Dann gibt es die, die sich nicht mit Pressfleisch zufrieden geben. Die, die zarte Einfälle wollen. Ja, verdammt, die will ich auch. Filetstücke der Gedanken. Die, die gestern Nacht bis 4Uhr und heute schon wieder, ungewaschen den ganzen Tag verzweifelt auf der Jagd nach der DER Idee sind. Der Bildschirm spuckt inzwischen nichts mehr außer Selbstzweifel aus und der Impuls der eigentlichen Idee, der ist irgendwo in der kurzen Phase der Euphorie nach Projektstart hängen geblieben.

Übermüdet und verloren im Tunnelblick fällt mir auf, dass ich eigentlich mal wieder was essen könnte. Gewaschen würde das bestimmt noch besser schmecken. Vielleicht sogar draußen an der frischen Luft mit Freunden. Na gut. Duschen.

Klamotten aus, Wasser an. Der Durchschnitt duscht ungefähr 5 Minuten, nicht viel Zeit, die man sich nimmt, um mal nicht nachzudenken. Die einzige Aufgabe, die ich jetzt habe, hat sieben Buchstaben und lautet: Duschen. Ich stehe da und denke an nichts, außer, dass ich mich wundere, wieso hier schon wieder drei unterschiedliche Duschgele in allen drei Ecken der Dusche rumstehen. Egal, sind ja eh schon alle offen. Das Wasser ist eigentlich viel zu heiß, aber irgendwie gut. Augen zu. So schön ruhig. Hier ist der einzige Ort, an dem ich mal meinem Atem zuhöre. Und plötzlich kommt unverhofft dann doch oft. Ohne, dass ich will, weil ich eigentlich nur damit beschäftigt war, kein Shampoo ins Auge zu bekommen, ist er da, der eine Gedanke, der die Idee zu meinem Konzept macht. Sie steht da, ganz scharf gestellt vor meinem inneren Auge und feiert sich selbst. Ich feiere mit.

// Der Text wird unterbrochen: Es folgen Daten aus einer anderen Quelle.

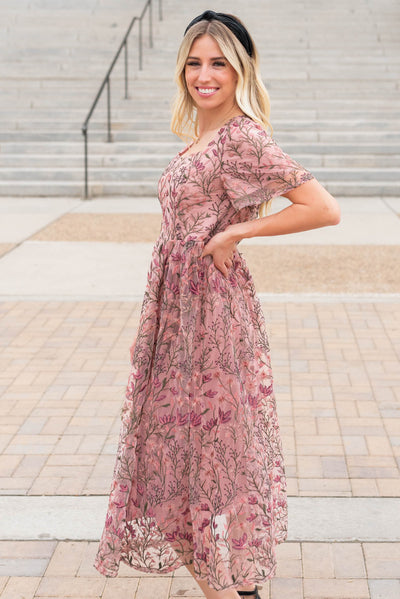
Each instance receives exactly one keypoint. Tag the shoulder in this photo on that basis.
(243, 130)
(243, 135)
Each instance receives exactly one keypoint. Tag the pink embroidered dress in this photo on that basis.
(199, 474)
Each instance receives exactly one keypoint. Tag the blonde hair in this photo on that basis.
(251, 94)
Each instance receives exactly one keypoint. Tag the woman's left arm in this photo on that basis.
(312, 207)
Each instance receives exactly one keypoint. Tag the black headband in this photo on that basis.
(235, 26)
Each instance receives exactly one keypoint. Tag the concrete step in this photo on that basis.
(147, 188)
(143, 159)
(170, 148)
(313, 134)
(280, 124)
(142, 173)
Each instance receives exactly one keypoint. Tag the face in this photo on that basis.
(210, 78)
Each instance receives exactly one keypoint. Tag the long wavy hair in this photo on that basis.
(251, 94)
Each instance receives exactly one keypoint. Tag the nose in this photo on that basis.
(204, 74)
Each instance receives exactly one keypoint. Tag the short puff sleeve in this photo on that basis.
(254, 169)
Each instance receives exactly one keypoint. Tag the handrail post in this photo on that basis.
(84, 131)
(126, 69)
(108, 110)
(150, 24)
(140, 45)
(106, 80)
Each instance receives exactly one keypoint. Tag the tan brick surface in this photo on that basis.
(66, 366)
(305, 570)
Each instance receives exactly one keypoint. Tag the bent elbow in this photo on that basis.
(332, 213)
(335, 216)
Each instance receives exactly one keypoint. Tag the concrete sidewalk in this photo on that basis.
(65, 363)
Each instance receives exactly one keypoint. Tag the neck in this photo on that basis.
(210, 121)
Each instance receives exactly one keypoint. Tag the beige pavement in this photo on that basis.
(45, 569)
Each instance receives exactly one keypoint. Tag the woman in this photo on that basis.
(199, 478)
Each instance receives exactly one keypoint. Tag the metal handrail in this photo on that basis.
(106, 81)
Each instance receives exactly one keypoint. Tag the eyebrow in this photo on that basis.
(215, 58)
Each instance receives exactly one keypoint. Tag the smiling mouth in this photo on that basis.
(207, 90)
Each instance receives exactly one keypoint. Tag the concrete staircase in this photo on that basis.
(332, 71)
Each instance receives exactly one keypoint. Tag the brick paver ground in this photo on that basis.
(44, 569)
(64, 367)
(283, 269)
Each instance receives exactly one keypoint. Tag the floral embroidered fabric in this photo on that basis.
(199, 474)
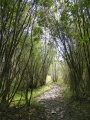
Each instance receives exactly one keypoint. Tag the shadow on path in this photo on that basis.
(53, 102)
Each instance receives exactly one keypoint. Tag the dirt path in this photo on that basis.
(53, 102)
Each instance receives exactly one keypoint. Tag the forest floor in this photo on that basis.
(50, 105)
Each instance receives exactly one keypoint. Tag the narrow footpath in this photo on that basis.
(53, 102)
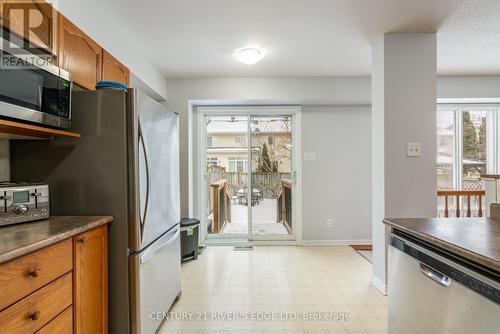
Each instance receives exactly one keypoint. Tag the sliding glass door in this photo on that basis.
(249, 173)
(271, 177)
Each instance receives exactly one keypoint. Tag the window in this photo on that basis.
(240, 140)
(212, 161)
(467, 146)
(211, 141)
(238, 164)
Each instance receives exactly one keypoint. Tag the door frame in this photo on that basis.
(199, 160)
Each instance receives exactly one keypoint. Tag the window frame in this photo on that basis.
(492, 137)
(239, 142)
(235, 161)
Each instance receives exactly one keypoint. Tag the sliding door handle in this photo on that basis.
(144, 145)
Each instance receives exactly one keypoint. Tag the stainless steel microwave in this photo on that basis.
(32, 89)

Die Dusche ist der perfekte Ort für eine Idee im Wachstumsstadium. Am besten kein Fenster, kein Einfluss. Nur der Raum,  keine Gedanken und Ich. Eine Idee braucht Euphorie, den Krampf danach, ab und zu auch eine billige Blockade und dann nur ein bisschen Wasser zum Abspülen des Unwichtigen. Feuchte Luft für die Reduktion des Guten. Am besten ein fensterloses Duschklo. Denn der springende Punkt, den ich im bunten World Wide Web und dem medialen Rausch gesucht habe, war die ganze Zeit in meinem Kopf.